Padamu kasih kuserahkan senja yang bergelayut di langit sore ini
Untuk kau peluk dan sayang-sayang mengobati kegelisahanmu yang menggerayang
("Mencintai Senja" M. Hamse)
      Aku bahagia dengan mencintainya apa adanya. Hubunganku dengannya terbilang sederhana. Tidak ada makan bersama di restoran mahal, cukup di warung sederhana pinggir jalan. Bagiku dan dia, ini cukup membuat bahagia. Restoran mahal dan warung pinggir jalan sama-sama nyaman. Romantis tercipta bukan dari mewahnya tempat kencan, tapi dari cara kita memperlakukan pasangan.

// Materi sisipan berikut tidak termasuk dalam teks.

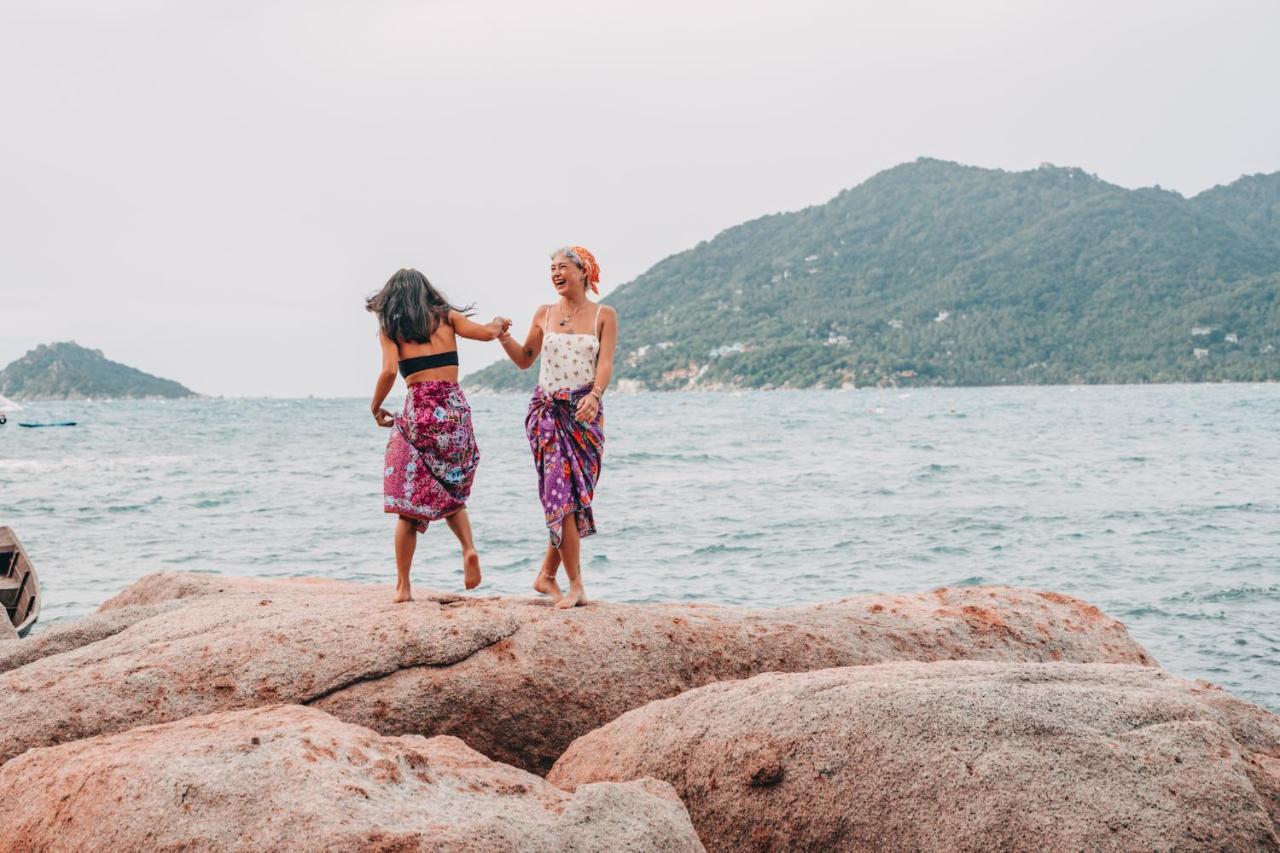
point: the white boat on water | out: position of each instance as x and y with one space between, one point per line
5 407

     "Kok wajahmu memerah?" kataku pura-pura tak tahu sesaat kuseka bibirnya yang belepotan.
     "Tuh, Bu Ria lihat," bisiknya.
     "Aku dulu saat muda juga begitu, Nak," canda Bu Ria.
      "Romanitis itu penting merawat hubungan," lanjut Bu Ria.
     Ia hanya tersenyum kepadaku. Aku terhanyut memandang dan menikmati setiap lekuk bibirnya yang tersenyum. Bibir yang menyimpan banyak kenikmatan. Tentu aku ingin memilikinya untuk menemani hariku. Lengkaplah sudah kebahagiaanku.
      "Lo, kamu di sini, Ki?" kata Randi yang tiba-tiba datang.
      "Jadi ini, Syntia, yang kamu ceritakan?" kata Randi.
      Aku terpaku membisu. Dinda menatapku dengan seribu pertanyaan.
     "Syntia siapa, Yang?" tanyanya.
      Aku gelagapan,"Anu, teman SMA-ku," jawabku seadanya.
      "Dasar buaya," bentaknya dan berlalu pergi.